How are you going to sell capitalistic economics to go
with that? How are you going to get them to accept as moral, proper,
and desirable such conceptions as personal ambition, economic competition,
the profit motive and private property?
It can’t be done. Their moral ideal has defined
these conceptions as evil and immoral. — Letters of Ayn Rand, Michael
S. Berliner, Ed., pp. 256-258, 1995
No matter what evidence the free market offers for
providing material abundance, for slashing the prevalence of disease, child
mortality, and poverty, for promoting peace among people through trade, it is
still, at base, premised on the idea of rational self-interest. This is
nothing new. Adam
Smith:
It is not from the benevolence of the butcher, the brewer,
or the baker, that we expect our dinner, but from their regard to their own
interest.
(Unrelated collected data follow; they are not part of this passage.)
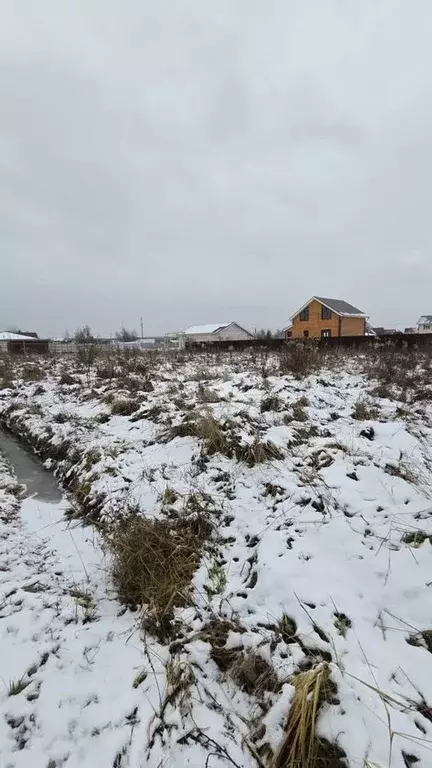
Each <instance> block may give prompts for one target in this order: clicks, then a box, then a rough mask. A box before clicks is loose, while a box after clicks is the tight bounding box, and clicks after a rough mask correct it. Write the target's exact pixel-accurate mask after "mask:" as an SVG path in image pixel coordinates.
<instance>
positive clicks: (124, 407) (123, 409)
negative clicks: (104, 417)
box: [111, 398, 138, 416]
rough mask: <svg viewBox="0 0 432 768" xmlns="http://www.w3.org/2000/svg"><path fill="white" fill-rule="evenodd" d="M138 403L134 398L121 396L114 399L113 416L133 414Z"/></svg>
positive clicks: (111, 408) (135, 409)
mask: <svg viewBox="0 0 432 768" xmlns="http://www.w3.org/2000/svg"><path fill="white" fill-rule="evenodd" d="M137 407H138V404H137V403H136V402H135V401H134V400H128V399H127V398H119V399H118V400H115V399H114V400H113V402H112V405H111V413H112V415H113V416H131V415H132V414H133V413H134V411H136V409H137Z"/></svg>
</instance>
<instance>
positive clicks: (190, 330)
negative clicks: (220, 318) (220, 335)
mask: <svg viewBox="0 0 432 768" xmlns="http://www.w3.org/2000/svg"><path fill="white" fill-rule="evenodd" d="M229 325H232V323H209V324H207V325H191V326H190V328H186V330H185V331H183V333H185V334H186V336H195V335H196V334H197V335H198V334H200V333H216V332H217V331H221V330H223V329H224V328H228V326H229Z"/></svg>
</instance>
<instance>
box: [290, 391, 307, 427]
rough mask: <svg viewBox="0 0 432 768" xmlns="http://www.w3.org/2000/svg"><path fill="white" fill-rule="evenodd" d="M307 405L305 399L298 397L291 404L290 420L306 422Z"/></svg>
mask: <svg viewBox="0 0 432 768" xmlns="http://www.w3.org/2000/svg"><path fill="white" fill-rule="evenodd" d="M308 405H309V400H308V399H307V397H304V396H302V397H299V399H298V400H296V401H295V402H294V403H292V406H291V409H292V418H293V421H307V418H308V416H307V413H306V411H305V407H306V406H308Z"/></svg>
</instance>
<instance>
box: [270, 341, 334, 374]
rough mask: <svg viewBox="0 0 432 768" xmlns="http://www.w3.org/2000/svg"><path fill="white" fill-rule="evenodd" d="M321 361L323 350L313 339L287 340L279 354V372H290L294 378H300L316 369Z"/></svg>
mask: <svg viewBox="0 0 432 768" xmlns="http://www.w3.org/2000/svg"><path fill="white" fill-rule="evenodd" d="M323 361H324V353H323V350H321V349H320V348H319V347H318V345H317V344H315V343H314V342H313V341H310V342H307V343H305V342H302V341H299V342H288V343H287V344H286V345H285V346H284V348H283V349H282V350H281V353H280V356H279V373H280V374H281V375H285V374H289V373H291V374H292V375H293V376H295V378H298V379H301V378H303V377H304V376H309V375H310V374H311V373H315V372H316V371H318V370H319V368H320V367H321V366H322V364H323Z"/></svg>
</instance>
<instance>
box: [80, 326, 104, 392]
mask: <svg viewBox="0 0 432 768" xmlns="http://www.w3.org/2000/svg"><path fill="white" fill-rule="evenodd" d="M75 343H76V345H77V359H78V361H79V362H80V363H81V364H82V365H83V366H84V368H85V370H86V374H87V383H88V386H90V373H91V369H92V366H93V364H94V362H95V360H96V358H97V356H98V348H97V346H96V339H95V337H94V336H93V333H92V330H91V328H90V326H89V325H83V327H82V328H78V329H77V330H76V332H75Z"/></svg>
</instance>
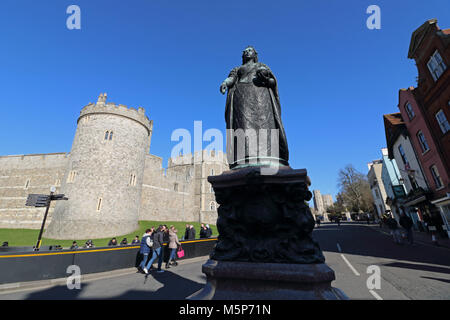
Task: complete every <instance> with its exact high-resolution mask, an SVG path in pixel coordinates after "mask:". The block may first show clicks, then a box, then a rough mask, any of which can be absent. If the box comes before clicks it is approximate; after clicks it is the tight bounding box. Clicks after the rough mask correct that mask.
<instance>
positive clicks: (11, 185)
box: [0, 153, 69, 229]
mask: <svg viewBox="0 0 450 320" xmlns="http://www.w3.org/2000/svg"><path fill="white" fill-rule="evenodd" d="M68 161H69V155H68V154H66V153H55V154H37V155H18V156H2V157H0V228H8V229H39V228H40V227H41V224H42V220H43V217H44V213H45V208H34V207H26V206H25V202H26V199H27V197H28V194H49V193H50V187H52V186H55V187H56V193H59V190H60V186H61V180H62V179H63V176H64V171H65V167H66V166H67V163H68ZM53 210H54V203H53V204H52V206H51V207H50V210H49V214H48V218H47V225H48V223H50V221H51V218H52V214H53Z"/></svg>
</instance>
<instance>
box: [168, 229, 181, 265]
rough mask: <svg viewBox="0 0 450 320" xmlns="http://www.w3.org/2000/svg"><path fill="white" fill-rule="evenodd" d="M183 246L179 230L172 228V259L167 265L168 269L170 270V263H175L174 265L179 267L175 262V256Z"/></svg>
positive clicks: (171, 254) (168, 261)
mask: <svg viewBox="0 0 450 320" xmlns="http://www.w3.org/2000/svg"><path fill="white" fill-rule="evenodd" d="M179 246H181V243H180V242H179V241H178V236H177V230H176V229H175V227H174V226H170V230H169V249H170V257H169V261H167V263H166V269H169V268H170V264H171V263H170V262H171V261H173V265H175V266H176V265H178V263H177V262H176V261H175V256H176V253H177V248H178V247H179Z"/></svg>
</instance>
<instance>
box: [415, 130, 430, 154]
mask: <svg viewBox="0 0 450 320" xmlns="http://www.w3.org/2000/svg"><path fill="white" fill-rule="evenodd" d="M417 140H419V144H420V148H422V152H425V151H428V150H429V149H430V148H429V147H428V143H427V140H426V139H425V136H424V134H423V132H422V131H419V132H417Z"/></svg>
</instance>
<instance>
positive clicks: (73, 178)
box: [67, 170, 77, 183]
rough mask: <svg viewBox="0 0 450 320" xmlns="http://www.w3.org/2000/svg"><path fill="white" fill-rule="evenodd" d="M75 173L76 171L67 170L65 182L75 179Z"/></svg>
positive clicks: (72, 180) (73, 170)
mask: <svg viewBox="0 0 450 320" xmlns="http://www.w3.org/2000/svg"><path fill="white" fill-rule="evenodd" d="M76 175H77V173H76V171H74V170H72V171H70V172H69V175H68V176H67V183H72V182H73V181H74V180H75V176H76Z"/></svg>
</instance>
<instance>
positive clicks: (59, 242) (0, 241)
mask: <svg viewBox="0 0 450 320" xmlns="http://www.w3.org/2000/svg"><path fill="white" fill-rule="evenodd" d="M160 224H165V225H167V226H171V225H173V226H175V228H176V229H177V230H178V238H179V239H180V240H181V238H182V237H183V236H184V231H185V229H186V224H192V225H194V228H195V231H196V238H199V237H200V223H199V222H175V221H164V222H161V221H139V229H137V230H136V231H133V232H131V233H129V234H126V235H118V236H116V238H117V242H119V243H120V241H122V239H123V238H127V240H128V242H131V241H132V240H133V239H134V237H135V236H139V239H141V237H142V235H143V234H144V232H145V229H147V228H150V227H155V228H156V227H158V226H159V225H160ZM210 228H211V230H212V232H213V236H217V235H218V234H217V228H216V226H215V225H210ZM38 235H39V230H30V229H0V245H1V244H2V243H3V242H4V241H8V243H9V246H11V247H12V246H34V245H36V241H37V238H38ZM73 240H76V241H77V242H78V245H79V246H82V245H84V243H85V242H86V241H87V240H88V239H73ZM73 240H55V239H47V238H43V239H42V245H43V246H46V245H47V246H48V245H60V246H62V247H70V246H71V245H72V242H73ZM109 240H111V238H103V239H92V241H93V242H94V245H95V246H96V247H103V246H107V245H108V242H109Z"/></svg>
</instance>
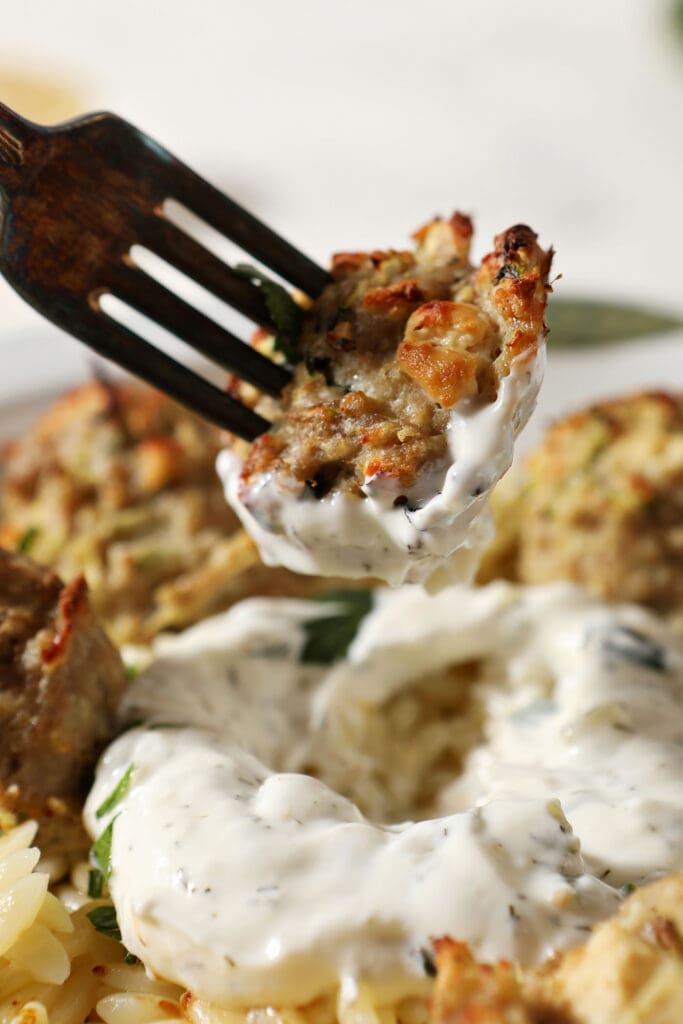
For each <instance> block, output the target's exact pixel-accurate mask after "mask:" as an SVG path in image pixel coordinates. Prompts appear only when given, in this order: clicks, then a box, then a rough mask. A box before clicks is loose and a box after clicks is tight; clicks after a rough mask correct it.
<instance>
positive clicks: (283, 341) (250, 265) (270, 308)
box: [234, 263, 303, 362]
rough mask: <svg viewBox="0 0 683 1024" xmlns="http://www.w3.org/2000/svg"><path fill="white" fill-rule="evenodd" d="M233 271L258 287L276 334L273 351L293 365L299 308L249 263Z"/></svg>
mask: <svg viewBox="0 0 683 1024" xmlns="http://www.w3.org/2000/svg"><path fill="white" fill-rule="evenodd" d="M234 271H236V273H239V274H240V275H241V276H243V278H246V279H247V280H248V281H251V282H252V284H253V285H256V286H257V287H258V289H259V291H260V292H261V294H262V295H263V301H264V302H265V307H266V309H267V310H268V313H269V315H270V319H271V321H272V323H273V325H274V327H275V329H276V331H278V335H276V337H275V350H276V351H280V352H282V353H283V355H284V356H285V358H286V359H287V360H288V362H296V361H297V359H298V358H299V352H298V346H297V343H298V340H299V335H300V334H301V326H302V323H303V309H302V308H301V306H299V305H297V303H296V302H295V301H294V299H293V298H292V296H291V295H290V293H289V292H288V291H287V289H286V288H284V287H283V286H282V285H280V284H278V282H276V281H272V280H271V279H270V278H268V276H267V275H266V274H265V273H263V271H262V270H259V269H258V268H257V267H255V266H251V265H250V264H249V263H238V265H237V266H236V267H234Z"/></svg>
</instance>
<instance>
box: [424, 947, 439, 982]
mask: <svg viewBox="0 0 683 1024" xmlns="http://www.w3.org/2000/svg"><path fill="white" fill-rule="evenodd" d="M420 955H421V956H422V966H423V968H424V971H425V974H426V975H427V977H428V978H435V977H436V965H435V964H434V957H433V956H432V954H431V953H430V952H429V950H428V949H421V950H420Z"/></svg>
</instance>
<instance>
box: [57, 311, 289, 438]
mask: <svg viewBox="0 0 683 1024" xmlns="http://www.w3.org/2000/svg"><path fill="white" fill-rule="evenodd" d="M69 330H70V332H71V333H72V334H75V335H76V336H77V337H78V338H80V339H81V341H84V342H85V344H86V345H88V346H89V347H90V348H92V349H94V351H96V352H99V354H100V355H103V356H104V357H105V358H108V359H111V360H112V361H113V362H116V364H118V365H119V366H120V367H123V369H124V370H128V371H129V372H130V373H132V374H134V375H135V376H136V377H141V378H142V380H145V381H146V382H147V383H148V384H152V385H153V387H156V388H158V389H159V390H160V391H164V392H165V393H166V394H168V395H170V397H171V398H175V400H176V401H178V402H180V404H181V406H185V407H186V408H187V409H189V410H191V412H193V413H196V414H197V415H198V416H201V417H203V418H204V419H205V420H210V421H211V422H212V423H215V424H216V425H217V426H219V427H222V428H223V429H224V430H229V431H230V433H233V434H238V435H239V436H240V437H244V439H245V440H248V441H252V440H255V439H256V437H258V436H259V435H260V434H262V433H265V432H266V431H267V430H269V429H270V427H271V426H272V424H270V423H268V421H267V420H264V419H263V418H262V417H261V416H259V415H258V414H257V413H254V411H253V410H251V409H248V408H247V407H246V406H243V404H242V403H241V402H239V401H236V399H234V398H232V397H231V396H230V395H229V394H226V393H225V392H224V391H221V390H220V389H219V388H217V387H214V386H213V385H212V384H209V382H208V381H205V380H204V378H203V377H200V376H199V375H198V374H195V373H193V372H191V371H190V370H187V369H186V367H183V366H182V365H181V364H180V362H176V360H175V359H173V358H171V356H170V355H167V354H166V353H165V352H162V351H160V350H159V349H158V348H155V346H154V345H151V344H150V342H148V341H144V340H143V339H142V338H140V337H139V335H137V334H135V333H134V332H133V331H130V330H129V329H128V328H127V327H124V326H123V325H122V324H119V323H117V321H115V319H114V318H113V317H112V316H110V315H109V314H108V313H105V312H103V311H101V310H97V311H94V310H93V311H89V312H88V313H87V314H86V313H84V312H82V310H81V309H79V311H78V315H77V316H75V317H73V318H71V319H70V326H69Z"/></svg>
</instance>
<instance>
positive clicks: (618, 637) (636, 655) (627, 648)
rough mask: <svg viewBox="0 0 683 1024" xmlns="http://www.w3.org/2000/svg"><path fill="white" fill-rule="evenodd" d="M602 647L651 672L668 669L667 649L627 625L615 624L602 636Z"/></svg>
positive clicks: (624, 658) (638, 631)
mask: <svg viewBox="0 0 683 1024" xmlns="http://www.w3.org/2000/svg"><path fill="white" fill-rule="evenodd" d="M602 649H603V650H604V651H605V653H607V654H611V655H613V656H614V657H618V658H621V659H622V660H624V662H631V664H632V665H638V666H640V667H641V668H643V669H649V670H650V671H651V672H666V671H667V669H668V662H667V651H666V649H665V648H664V647H663V646H661V644H658V643H657V642H656V641H655V640H652V639H651V638H650V637H648V636H646V635H645V634H644V633H641V632H640V631H639V630H634V629H631V627H629V626H615V627H613V628H612V629H611V630H609V631H608V632H606V633H605V635H604V637H603V638H602Z"/></svg>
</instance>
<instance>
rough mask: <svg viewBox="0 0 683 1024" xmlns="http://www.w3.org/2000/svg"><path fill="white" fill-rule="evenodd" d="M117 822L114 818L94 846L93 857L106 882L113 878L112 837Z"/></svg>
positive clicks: (105, 881) (102, 875) (113, 832)
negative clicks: (115, 823)
mask: <svg viewBox="0 0 683 1024" xmlns="http://www.w3.org/2000/svg"><path fill="white" fill-rule="evenodd" d="M115 821H116V818H112V820H111V821H110V823H109V824H108V826H106V828H105V829H104V831H103V833H102V834H101V836H99V838H98V839H96V840H95V842H94V843H93V844H92V856H93V858H94V860H95V863H96V864H97V866H98V867H99V869H100V871H101V872H102V877H103V879H104V882H109V880H110V879H111V878H112V836H113V835H114V822H115Z"/></svg>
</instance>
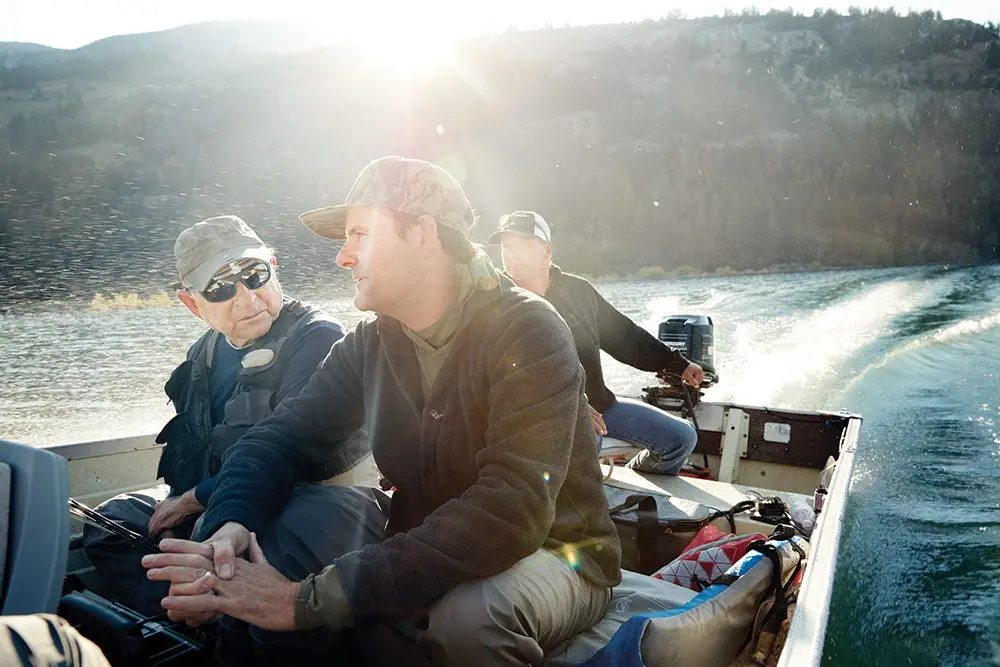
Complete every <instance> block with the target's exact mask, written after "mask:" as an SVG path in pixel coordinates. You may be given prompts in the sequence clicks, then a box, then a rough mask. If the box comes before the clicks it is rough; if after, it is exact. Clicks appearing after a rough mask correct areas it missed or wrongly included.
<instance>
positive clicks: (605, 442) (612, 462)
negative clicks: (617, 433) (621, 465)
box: [597, 435, 643, 479]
We address ourselves, not to their humanity but to their self-love,
and never talk to them of our own necessities but of their advantages.
Notice Smith’s use of “humanity,” as if only charitable
activities constitute a moral undertaking and anything resulting in a
perceived advantage is somehow bereft of human decency.
People engage in free trade because both parties perceive
it as a benefit. I buy a hamburger because I value the food more than
the money to pay for it, the seller of the hamburger regards the money
received higher than the hamburger sold. There is no theft. There
are no guns involved. There is a mutual advantage through voluntary
agreement. It's a win-win.
This is the free market: People producing and benefiting
through voluntary exchange. No theft, no guns, no role for a coercer
like the State. Though people need protection of their property, the
State has proven itself grossly unfit for the job.
Gary North has rewritten Hazlitt’s masterpiece and called
it Christian Economics in One Lesson.
He adds something missing from Hazlitt’s presentation: Explicit reference to
theft as a violation of morality. Being a Christian, he presents his moral
case with references to Biblical passages.
Regardless of what you might think of his approach, most
people view theft as wrong and harmful. The problem arises when the
thief is the government in the guise of a savior. It is never a savior,
except for the well-connected, and however grand and glorious it might seem
it is always a thief in action.
What Sanders and other social planners need to learn is
not economics so much as common morality.